The supervision workflow#

Consider a typical scenario: you receive daily market data from a provider. Sometimes this data contains errors that need immediate correction for your reports. The supervision system allows you to:

  1. Apply manual corrections to fix errors immediately

  2. Continue receiving updates from the provider

  3. Have provider corrections automatically replace your manual fixes

  4. Maintain full audit trail of all changes

Making manual corrections#

Manual corrections can be applied in three ways:

>>> corrected_values = pd.Series([95.5, 96.0],
...                              index=[pd.Timestamp('2023-03-15'),
...                                     pd.Timestamp('2023-03-16')])
>>> tsa.update('market-prices', corrected_values, 'analyst@corp.com', manual=True)

The same manual corrections can be made through the web interface (tsview) or the Excel client - both automatically use manual=True when you edit values.

Your corrections appear immediately in the data.
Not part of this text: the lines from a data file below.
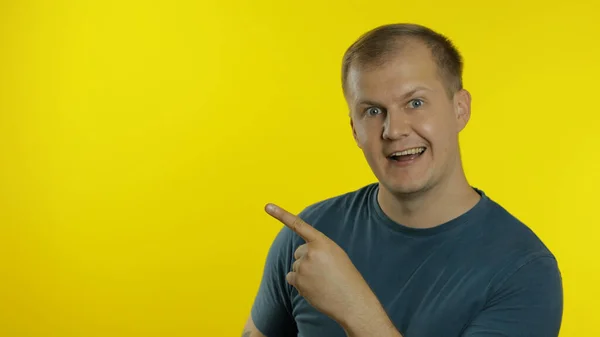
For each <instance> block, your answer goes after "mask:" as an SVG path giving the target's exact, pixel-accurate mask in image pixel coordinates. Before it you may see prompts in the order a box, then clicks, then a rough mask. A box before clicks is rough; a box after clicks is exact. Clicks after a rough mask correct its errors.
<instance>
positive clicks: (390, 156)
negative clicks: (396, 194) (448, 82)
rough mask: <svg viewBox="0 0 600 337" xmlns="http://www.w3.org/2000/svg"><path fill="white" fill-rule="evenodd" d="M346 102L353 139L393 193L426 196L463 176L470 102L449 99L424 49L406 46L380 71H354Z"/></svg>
mask: <svg viewBox="0 0 600 337" xmlns="http://www.w3.org/2000/svg"><path fill="white" fill-rule="evenodd" d="M346 100H347V102H348V105H349V107H350V111H351V115H350V116H351V125H352V131H353V134H354V138H355V140H356V142H357V144H358V146H359V147H360V148H361V149H362V151H363V152H364V155H365V158H366V159H367V162H368V163H369V166H370V167H371V169H372V171H373V173H374V174H375V176H376V177H377V179H378V180H379V182H380V183H381V184H382V185H383V187H384V188H386V189H387V190H388V191H389V192H391V193H394V194H408V193H416V192H421V191H426V190H428V189H430V188H431V187H433V186H435V185H436V184H439V183H440V182H443V181H449V180H451V179H453V177H457V176H458V174H462V172H461V165H460V155H459V147H458V133H459V132H460V131H461V130H462V129H463V128H464V126H465V125H466V123H467V121H468V119H469V116H470V96H469V94H468V92H466V91H464V90H461V91H459V92H457V93H456V94H454V96H453V97H449V95H448V92H447V87H446V85H445V82H443V81H442V79H441V77H440V76H439V73H438V68H437V65H436V63H435V62H434V60H433V59H432V57H431V53H430V51H429V49H428V48H427V47H426V46H425V45H424V44H422V43H420V42H408V43H406V44H405V45H404V46H403V47H402V49H401V50H400V51H399V52H398V53H397V54H395V55H394V56H391V57H390V58H389V59H388V61H387V62H385V63H384V64H383V65H380V66H376V67H369V68H362V69H361V67H360V66H358V67H356V66H353V67H352V68H351V69H350V72H349V74H348V81H347V89H346Z"/></svg>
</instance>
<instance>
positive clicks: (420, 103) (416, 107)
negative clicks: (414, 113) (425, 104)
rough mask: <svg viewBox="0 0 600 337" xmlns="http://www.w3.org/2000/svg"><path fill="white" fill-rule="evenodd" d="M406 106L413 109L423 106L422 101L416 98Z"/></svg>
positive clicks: (419, 99)
mask: <svg viewBox="0 0 600 337" xmlns="http://www.w3.org/2000/svg"><path fill="white" fill-rule="evenodd" d="M408 105H409V106H410V107H411V108H413V109H416V108H420V107H421V106H422V105H423V100H422V99H419V98H416V99H413V100H411V101H410V103H408Z"/></svg>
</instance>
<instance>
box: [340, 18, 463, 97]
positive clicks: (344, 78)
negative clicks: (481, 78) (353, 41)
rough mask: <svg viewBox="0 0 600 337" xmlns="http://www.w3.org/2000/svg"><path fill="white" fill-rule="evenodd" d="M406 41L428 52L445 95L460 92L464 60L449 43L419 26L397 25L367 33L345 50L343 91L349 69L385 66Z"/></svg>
mask: <svg viewBox="0 0 600 337" xmlns="http://www.w3.org/2000/svg"><path fill="white" fill-rule="evenodd" d="M407 39H413V40H415V39H416V40H417V41H420V42H422V43H424V44H425V45H426V46H427V47H428V48H429V50H430V51H431V55H432V57H433V60H434V61H435V63H436V64H437V68H438V72H439V75H440V77H441V79H442V80H443V81H444V82H445V84H446V91H447V92H448V95H450V96H452V95H454V93H456V92H457V91H459V90H461V89H462V88H463V83H462V72H463V59H462V56H461V55H460V53H459V52H458V50H457V49H456V47H455V46H454V45H453V43H452V42H451V41H450V39H448V38H447V37H445V36H444V35H442V34H440V33H437V32H435V31H433V30H432V29H430V28H427V27H424V26H421V25H418V24H409V23H396V24H388V25H383V26H379V27H376V28H374V29H372V30H370V31H368V32H367V33H365V34H363V35H362V36H360V37H359V38H358V40H356V42H354V43H353V44H352V45H351V46H350V47H349V48H348V50H346V53H345V54H344V57H343V61H342V88H343V90H344V91H346V89H347V88H346V82H347V79H348V72H349V70H350V68H351V67H352V66H361V67H365V66H378V65H381V64H384V63H385V62H386V61H387V60H389V58H390V57H391V56H394V54H395V53H396V52H398V51H399V50H400V49H401V48H402V42H405V41H406V40H407Z"/></svg>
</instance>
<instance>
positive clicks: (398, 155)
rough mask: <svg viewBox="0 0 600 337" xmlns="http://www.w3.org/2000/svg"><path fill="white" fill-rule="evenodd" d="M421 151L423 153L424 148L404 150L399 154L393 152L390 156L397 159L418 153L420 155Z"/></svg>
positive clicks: (423, 150)
mask: <svg viewBox="0 0 600 337" xmlns="http://www.w3.org/2000/svg"><path fill="white" fill-rule="evenodd" d="M423 151H425V148H424V147H415V148H412V149H408V150H404V151H401V152H394V153H392V156H394V157H397V156H406V155H409V154H418V153H421V152H423Z"/></svg>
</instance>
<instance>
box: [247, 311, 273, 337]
mask: <svg viewBox="0 0 600 337" xmlns="http://www.w3.org/2000/svg"><path fill="white" fill-rule="evenodd" d="M242 337H267V336H265V335H263V334H262V333H261V332H260V331H258V329H257V328H256V325H254V321H253V320H252V316H250V317H248V321H246V326H244V332H243V333H242Z"/></svg>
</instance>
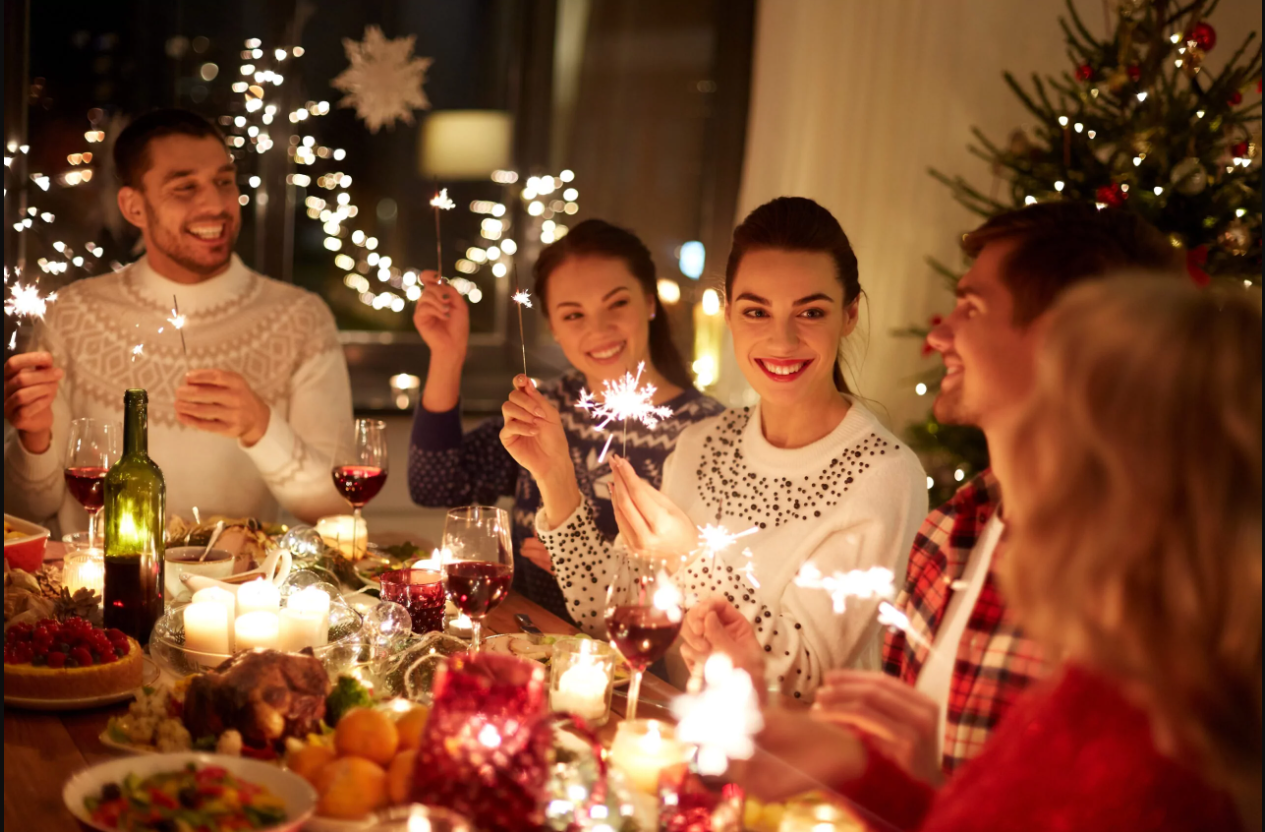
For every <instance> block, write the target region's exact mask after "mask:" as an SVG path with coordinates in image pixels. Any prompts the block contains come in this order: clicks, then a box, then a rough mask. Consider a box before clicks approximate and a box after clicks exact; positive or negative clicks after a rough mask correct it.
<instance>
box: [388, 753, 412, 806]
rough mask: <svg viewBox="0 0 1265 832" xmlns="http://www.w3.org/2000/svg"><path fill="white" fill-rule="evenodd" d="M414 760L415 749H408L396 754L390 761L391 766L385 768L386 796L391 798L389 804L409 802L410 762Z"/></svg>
mask: <svg viewBox="0 0 1265 832" xmlns="http://www.w3.org/2000/svg"><path fill="white" fill-rule="evenodd" d="M416 760H417V750H416V749H409V750H407V751H401V752H400V754H397V755H396V756H395V760H392V761H391V768H388V769H387V797H390V798H391V805H398V804H401V803H407V802H409V794H410V793H411V792H412V764H414V762H415V761H416Z"/></svg>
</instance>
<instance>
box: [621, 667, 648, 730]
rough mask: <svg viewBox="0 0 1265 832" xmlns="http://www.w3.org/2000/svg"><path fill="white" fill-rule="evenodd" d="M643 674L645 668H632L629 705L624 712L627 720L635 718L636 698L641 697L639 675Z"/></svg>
mask: <svg viewBox="0 0 1265 832" xmlns="http://www.w3.org/2000/svg"><path fill="white" fill-rule="evenodd" d="M644 675H645V670H634V671H632V682H630V683H629V707H627V711H626V712H625V713H624V718H625V719H626V721H629V722H631V721H632V719H636V700H638V699H640V698H641V676H644Z"/></svg>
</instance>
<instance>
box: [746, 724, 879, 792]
mask: <svg viewBox="0 0 1265 832" xmlns="http://www.w3.org/2000/svg"><path fill="white" fill-rule="evenodd" d="M755 741H756V745H758V749H756V751H755V755H754V756H753V757H751V759H750V760H745V761H737V762H734V764H732V765H731V766H730V770H729V774H730V776H732V778H734V781H735V783H737V785H740V786H743V788H744V789H745V790H748V792H750V793H751V794H754V795H755V797H756V798H759V799H762V800H765V802H769V803H777V802H781V800H784V799H787V798H789V797H794V795H797V794H803V793H805V792H813V790H817V789H822V790H827V792H829V790H835V789H837V788H839V786H840V785H842V784H844V783H848V781H850V780H855V779H856V778H859V776H861V775H863V774H864V773H865V766H867V764H868V760H867V755H865V747H864V746H861V743H860V741H859V740H858V738H856V735H854V733H853V732H851V731H848V730H846V728H840V727H835V726H832V725H827V723H824V722H821V721H818V719H815V718H813V717H812V716H810V714H808V712H806V711H787V709H783V708H767V709H765V711H764V730H763V731H762V732H760V733H759V736H758V737H756V738H755Z"/></svg>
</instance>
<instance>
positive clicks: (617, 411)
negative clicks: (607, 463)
mask: <svg viewBox="0 0 1265 832" xmlns="http://www.w3.org/2000/svg"><path fill="white" fill-rule="evenodd" d="M644 370H645V362H641V363H640V364H638V365H636V376H634V374H632V373H624V378H621V379H620V381H617V382H614V383H611V382H608V381H607V382H602V401H601V402H598V401H597V397H596V396H593V395H592V393H589V392H588V391H586V389H581V391H579V401H578V402H576V407H578V408H579V410H587V411H588V412H589V413H592V416H593V419H595V420H600V421H598V424H597V430H606V427H607V426H608V425H610V424H611V422H614V421H622V422H624V449H625V451H626V450H627V425H629V420H630V419H631V420H632V421H638V422H641V424H643V425H645V426H646V429H648V430H654V427H655V425H658V424H659V422H662V421H663V420H664V419H669V417H670V416H672V408H670V407H662V406H660V407H655V405H654V393H655V387H654V384H646V386H645V387H641V386H640V383H641V373H643V372H644ZM612 439H615V435H614V434H611V436H610V437H608V439H607V440H606V446H605V448H602V454H601V456H598V458H597V462H598V463H601V462H602V460H605V459H606V451H608V450H610V448H611V440H612Z"/></svg>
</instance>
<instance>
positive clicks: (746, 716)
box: [672, 652, 764, 775]
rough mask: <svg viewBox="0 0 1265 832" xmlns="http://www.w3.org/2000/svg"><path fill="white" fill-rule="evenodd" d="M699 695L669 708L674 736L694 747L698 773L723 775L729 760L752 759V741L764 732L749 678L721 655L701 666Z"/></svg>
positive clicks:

When the provider later sends corrected data through the normal update process, their fixes automatically replace your manual corrections.

Viewing data provenance#

The .edited method shows you which values are original versus manually edited:

>>> series, markers = tsa.edited('market-prices')

The returned series contains the current values, while markers is True where data was manually edited and False for provider data.

Understanding supervision status#

Every series has a supervision status in its metadata:

  • unsupervised: series updated only through normal updates (never with manual=True)

  • hand-crafted: series created and maintained entirely with manual updates (always with manual=True, whether from Python, Excel client, or web UI)

  • supervised: series containing both provider updates and manual corrections

This helps you quickly identify which series have manual interventions.

Supervision API Reference#

class mainsource(uri, namespace='tsh', tshclass=<class 'tshistory.tsio.timeseries'>, othersources=None)

API façade for the main source (talks directly to the storage)

The api documentation is carried by this object. The http client provides exactly the same methods.

Parameters:
  • uri (str)

  • namespace (str)

  • tshclass (type)

edited(name, revision_date=None, from_value_date=None, to_value_date=None, inferred_freq=False, _keep_nans=False)

Returns the base series and a second boolean series whose entries indicate if an override has been made or not.

Parameters:
  • name (str)

  • revision_date (Timestamp | None)

  • from_value_date (Timestamp | None)

  • to_value_date (Timestamp | None)

  • inferred_freq (bool | None)

  • _keep_nans (bool)

Return type:

Tuple[Series, Series]

supervision_status(name)

Returns the supervision status of a series. Possible values are unsupervised, handcrafted and supervised.

Parameters:

name (str)

Return type:

str